- Born: Laszlo Büch September 20, 1922 Chust, Czechoslovakia
- Died: April 26, 2010 (aged 87) Glen Cove, New York, U.S.
- Occupation: Businessman
- Known for: Designing the Anthora cup
- Spouse: Ella Farkas ​(m. 1949)​
- Children: 3

= Leslie Buck =

American businessman (1922–2010)

Leslie Buck (September 20, 1922 – April 26, 2010) was an American business executive and Holocaust survivor who designed the Anthora coffee cup, which has become an iconic symbol of New York City since its introduction in the 1960s.

==Early life==
Buck was born Laszlo Büch into a Jewish family on September 20, 1922, in Chust, Czechoslovakia (now part of Ukraine).

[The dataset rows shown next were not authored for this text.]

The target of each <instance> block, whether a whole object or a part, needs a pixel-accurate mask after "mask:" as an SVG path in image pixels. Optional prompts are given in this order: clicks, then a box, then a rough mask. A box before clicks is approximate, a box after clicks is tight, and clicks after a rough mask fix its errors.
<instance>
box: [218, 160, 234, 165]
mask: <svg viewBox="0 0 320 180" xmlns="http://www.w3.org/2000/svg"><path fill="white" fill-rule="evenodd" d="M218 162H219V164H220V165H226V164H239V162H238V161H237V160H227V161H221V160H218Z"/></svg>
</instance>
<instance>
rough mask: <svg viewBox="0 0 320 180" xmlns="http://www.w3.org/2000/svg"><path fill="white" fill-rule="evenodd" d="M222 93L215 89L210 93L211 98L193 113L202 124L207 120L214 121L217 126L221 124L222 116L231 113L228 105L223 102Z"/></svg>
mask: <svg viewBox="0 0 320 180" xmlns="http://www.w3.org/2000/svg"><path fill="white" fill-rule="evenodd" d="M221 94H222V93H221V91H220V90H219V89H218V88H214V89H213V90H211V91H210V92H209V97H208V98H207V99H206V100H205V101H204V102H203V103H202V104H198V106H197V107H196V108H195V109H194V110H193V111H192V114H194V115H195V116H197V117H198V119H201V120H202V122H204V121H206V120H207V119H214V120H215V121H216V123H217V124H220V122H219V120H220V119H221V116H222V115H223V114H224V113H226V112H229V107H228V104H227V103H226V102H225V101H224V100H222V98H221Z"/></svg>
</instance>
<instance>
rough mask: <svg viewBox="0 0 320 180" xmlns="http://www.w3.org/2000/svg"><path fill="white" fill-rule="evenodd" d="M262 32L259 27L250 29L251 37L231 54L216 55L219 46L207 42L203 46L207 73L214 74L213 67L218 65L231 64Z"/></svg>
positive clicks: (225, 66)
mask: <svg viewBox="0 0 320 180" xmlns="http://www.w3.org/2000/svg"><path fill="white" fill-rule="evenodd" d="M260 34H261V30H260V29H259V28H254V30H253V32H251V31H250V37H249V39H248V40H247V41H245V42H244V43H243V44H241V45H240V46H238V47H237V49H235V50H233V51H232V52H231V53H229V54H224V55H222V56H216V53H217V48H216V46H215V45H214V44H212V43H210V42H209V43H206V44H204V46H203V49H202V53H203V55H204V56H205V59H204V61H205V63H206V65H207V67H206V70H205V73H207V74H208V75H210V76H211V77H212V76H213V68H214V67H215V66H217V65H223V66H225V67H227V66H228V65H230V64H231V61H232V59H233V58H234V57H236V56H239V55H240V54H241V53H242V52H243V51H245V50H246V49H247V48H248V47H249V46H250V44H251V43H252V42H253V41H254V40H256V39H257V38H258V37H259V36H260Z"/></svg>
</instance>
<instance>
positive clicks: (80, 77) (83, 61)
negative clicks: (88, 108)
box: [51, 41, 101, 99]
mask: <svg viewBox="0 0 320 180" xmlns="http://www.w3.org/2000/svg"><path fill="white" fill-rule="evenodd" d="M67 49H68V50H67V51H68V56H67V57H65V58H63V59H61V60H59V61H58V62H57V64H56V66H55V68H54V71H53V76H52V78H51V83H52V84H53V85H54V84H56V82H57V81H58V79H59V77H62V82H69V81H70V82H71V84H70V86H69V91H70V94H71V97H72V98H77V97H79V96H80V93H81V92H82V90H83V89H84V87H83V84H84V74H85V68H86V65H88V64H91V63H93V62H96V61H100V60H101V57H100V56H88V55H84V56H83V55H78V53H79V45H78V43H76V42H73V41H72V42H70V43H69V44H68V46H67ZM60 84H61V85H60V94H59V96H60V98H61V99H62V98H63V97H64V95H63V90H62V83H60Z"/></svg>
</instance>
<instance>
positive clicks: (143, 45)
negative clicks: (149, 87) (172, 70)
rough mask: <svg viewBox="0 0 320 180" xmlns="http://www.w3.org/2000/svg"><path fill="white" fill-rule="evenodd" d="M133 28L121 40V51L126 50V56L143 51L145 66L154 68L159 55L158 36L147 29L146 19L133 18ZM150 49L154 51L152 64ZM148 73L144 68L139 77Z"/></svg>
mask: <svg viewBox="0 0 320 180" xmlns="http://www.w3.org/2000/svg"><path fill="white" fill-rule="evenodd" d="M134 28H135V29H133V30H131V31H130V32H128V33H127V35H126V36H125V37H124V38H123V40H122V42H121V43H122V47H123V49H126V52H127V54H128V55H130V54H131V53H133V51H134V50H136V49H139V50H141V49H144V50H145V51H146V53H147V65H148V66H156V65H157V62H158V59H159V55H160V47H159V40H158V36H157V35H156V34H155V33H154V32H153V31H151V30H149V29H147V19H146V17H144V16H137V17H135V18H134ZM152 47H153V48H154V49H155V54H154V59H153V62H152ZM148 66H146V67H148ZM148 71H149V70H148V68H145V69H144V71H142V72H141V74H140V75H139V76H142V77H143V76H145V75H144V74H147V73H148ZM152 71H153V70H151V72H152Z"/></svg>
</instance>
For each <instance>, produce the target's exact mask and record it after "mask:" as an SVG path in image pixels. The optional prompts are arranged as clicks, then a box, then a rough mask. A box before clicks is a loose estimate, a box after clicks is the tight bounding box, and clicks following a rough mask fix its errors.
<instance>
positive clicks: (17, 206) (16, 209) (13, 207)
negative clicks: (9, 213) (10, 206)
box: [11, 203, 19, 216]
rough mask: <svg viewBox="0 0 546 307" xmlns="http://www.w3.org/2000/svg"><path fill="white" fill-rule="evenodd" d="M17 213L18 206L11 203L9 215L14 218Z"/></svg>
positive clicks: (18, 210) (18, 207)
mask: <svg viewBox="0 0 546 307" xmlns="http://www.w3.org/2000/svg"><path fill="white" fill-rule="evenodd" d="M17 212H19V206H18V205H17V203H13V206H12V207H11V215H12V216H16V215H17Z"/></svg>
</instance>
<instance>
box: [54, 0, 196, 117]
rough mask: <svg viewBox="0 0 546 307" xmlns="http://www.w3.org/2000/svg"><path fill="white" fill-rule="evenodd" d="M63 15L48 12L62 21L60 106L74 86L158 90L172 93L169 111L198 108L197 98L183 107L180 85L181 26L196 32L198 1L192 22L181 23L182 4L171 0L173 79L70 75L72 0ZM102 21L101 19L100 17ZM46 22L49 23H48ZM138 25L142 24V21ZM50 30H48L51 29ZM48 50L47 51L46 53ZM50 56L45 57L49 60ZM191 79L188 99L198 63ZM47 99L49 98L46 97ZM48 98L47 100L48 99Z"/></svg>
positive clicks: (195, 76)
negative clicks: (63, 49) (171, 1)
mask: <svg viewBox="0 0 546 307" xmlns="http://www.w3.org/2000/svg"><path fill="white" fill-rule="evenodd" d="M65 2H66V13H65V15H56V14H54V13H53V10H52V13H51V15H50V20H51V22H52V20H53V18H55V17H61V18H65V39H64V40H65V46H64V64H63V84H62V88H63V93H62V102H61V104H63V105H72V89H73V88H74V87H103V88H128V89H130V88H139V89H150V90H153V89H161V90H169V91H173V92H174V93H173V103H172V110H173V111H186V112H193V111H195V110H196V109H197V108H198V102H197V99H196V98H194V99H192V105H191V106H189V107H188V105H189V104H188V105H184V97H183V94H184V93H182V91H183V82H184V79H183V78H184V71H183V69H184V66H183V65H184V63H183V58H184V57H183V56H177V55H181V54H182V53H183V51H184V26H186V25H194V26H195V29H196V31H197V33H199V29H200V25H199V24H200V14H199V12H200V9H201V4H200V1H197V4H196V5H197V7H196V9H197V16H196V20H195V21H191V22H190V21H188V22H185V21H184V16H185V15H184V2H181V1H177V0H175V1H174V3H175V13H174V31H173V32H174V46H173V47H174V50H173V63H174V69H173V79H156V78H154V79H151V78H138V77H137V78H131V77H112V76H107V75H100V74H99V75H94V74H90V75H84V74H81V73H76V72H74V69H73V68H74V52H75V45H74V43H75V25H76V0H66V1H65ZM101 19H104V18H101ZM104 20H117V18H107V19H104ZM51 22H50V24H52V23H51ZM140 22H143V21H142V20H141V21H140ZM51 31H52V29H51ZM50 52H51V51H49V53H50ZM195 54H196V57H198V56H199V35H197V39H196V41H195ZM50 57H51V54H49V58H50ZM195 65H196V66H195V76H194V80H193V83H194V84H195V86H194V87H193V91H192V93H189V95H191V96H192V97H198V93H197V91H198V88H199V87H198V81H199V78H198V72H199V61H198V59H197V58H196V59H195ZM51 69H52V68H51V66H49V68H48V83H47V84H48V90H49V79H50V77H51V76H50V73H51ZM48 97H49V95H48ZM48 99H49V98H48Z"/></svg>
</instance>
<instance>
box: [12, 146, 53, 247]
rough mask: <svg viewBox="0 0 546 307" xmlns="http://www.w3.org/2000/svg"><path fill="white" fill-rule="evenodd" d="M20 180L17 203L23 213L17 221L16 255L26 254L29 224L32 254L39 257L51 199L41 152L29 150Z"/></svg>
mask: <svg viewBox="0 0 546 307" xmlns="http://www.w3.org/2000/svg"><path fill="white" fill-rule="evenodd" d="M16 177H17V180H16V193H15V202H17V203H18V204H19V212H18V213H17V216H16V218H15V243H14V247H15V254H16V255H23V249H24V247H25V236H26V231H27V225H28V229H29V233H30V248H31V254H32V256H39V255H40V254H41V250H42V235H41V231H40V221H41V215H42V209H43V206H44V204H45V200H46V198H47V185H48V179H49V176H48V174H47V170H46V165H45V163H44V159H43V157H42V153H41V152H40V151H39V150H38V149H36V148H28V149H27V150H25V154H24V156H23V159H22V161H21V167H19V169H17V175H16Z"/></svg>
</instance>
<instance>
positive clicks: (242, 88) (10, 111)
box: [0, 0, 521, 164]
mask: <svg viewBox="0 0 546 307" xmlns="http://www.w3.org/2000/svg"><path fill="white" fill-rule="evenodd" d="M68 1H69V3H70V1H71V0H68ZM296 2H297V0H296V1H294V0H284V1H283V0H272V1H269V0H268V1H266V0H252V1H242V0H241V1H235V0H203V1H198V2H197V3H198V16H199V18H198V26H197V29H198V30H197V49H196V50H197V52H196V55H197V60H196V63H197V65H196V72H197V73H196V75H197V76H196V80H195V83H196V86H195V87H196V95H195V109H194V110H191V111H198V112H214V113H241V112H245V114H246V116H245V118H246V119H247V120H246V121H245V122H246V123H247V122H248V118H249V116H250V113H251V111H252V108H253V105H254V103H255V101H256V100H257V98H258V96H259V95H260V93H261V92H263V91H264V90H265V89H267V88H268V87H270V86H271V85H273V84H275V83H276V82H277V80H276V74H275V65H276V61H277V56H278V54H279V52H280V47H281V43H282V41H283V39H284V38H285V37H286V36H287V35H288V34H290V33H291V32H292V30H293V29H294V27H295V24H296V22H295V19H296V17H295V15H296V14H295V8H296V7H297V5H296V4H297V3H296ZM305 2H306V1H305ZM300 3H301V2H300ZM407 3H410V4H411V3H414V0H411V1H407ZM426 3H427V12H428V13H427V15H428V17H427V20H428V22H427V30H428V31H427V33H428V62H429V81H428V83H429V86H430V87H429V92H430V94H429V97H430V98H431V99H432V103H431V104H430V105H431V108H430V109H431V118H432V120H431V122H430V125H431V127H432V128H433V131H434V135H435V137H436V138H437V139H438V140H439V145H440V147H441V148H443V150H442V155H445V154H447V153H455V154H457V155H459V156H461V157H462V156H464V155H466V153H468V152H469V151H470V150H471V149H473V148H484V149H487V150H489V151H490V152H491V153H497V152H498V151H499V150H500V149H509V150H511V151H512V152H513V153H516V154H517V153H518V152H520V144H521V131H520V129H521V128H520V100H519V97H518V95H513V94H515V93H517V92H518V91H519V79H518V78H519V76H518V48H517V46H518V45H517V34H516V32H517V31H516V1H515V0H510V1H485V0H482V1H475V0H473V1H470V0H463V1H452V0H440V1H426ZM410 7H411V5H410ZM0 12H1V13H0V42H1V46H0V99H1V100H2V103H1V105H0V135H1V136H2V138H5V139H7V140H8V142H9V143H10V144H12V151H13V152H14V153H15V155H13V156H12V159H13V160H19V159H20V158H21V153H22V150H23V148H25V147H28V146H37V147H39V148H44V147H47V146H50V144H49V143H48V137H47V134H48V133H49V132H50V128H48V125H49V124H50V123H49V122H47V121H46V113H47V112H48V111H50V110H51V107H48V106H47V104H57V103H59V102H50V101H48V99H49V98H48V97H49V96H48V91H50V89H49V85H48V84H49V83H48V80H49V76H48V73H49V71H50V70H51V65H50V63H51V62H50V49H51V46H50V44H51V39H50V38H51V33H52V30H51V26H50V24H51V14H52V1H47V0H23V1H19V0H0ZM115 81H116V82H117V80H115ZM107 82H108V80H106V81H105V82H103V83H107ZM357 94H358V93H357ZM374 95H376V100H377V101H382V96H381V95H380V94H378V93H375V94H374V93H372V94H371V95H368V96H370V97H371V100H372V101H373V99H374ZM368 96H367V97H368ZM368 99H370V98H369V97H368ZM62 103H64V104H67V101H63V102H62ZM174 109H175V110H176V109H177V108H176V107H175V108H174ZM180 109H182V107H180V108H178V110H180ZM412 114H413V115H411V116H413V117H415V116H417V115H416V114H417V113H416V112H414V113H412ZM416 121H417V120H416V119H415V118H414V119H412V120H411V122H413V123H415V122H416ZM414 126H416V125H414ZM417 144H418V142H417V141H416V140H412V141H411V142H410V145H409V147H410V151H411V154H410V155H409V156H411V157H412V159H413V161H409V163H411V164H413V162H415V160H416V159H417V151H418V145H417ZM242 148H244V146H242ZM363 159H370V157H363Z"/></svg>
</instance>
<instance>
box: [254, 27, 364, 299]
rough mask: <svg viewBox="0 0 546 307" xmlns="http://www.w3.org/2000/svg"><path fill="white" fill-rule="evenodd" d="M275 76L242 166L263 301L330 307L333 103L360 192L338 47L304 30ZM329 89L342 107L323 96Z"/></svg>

Buck's parents were murdered during the Holocaust during World War II. Buck was imprisoned by the Nazis during the occupation, surviving his captivity at Auschwitz and Buchenwald concentration camps. Buck moved to the United States following World War II, settling in New York City. Once in the United States he adopted the anglicized name, "Leslie Buck."

==Career==
Buck partnered with his brother, Eugene, and ran an import-export business. The two brothers launched a paper cup maker based in Mount Vernon, New York called Premier Cup sometime in the late 1950s. Buck left the family business to take a position with a start-up paper cup manufacturer called the Sherri Cup Company during the mid-1960s. He originally worked as Sherri Cup's sales manager, before becoming the company's marketing director.

===Anthora coffee cup===

As marketing director of Sherri, Buck wanted to get its products into New York City's diners and other eating establishments, many of which were owned by Greeks or Greek Americans. Buck designed the Anthora paper coffee cup with Greek themes to appeal to them. Leslie Buck retired from Sherri Cup in 1992. The company gave him 10,000 specially made Anthora cups, each with an inscription, to celebrate his retirement.

==Personal life==
Buck married Ella Farkas in 1949. They had two daughters and a son. At the time of his death, Buck lived in Glen Cove, New York and Delray Beach, Florida. He previously lived in Syosset, New York.

Buck died of Parkinson's disease at his home in Glen Cove on April 26, 2010, at the age of 87.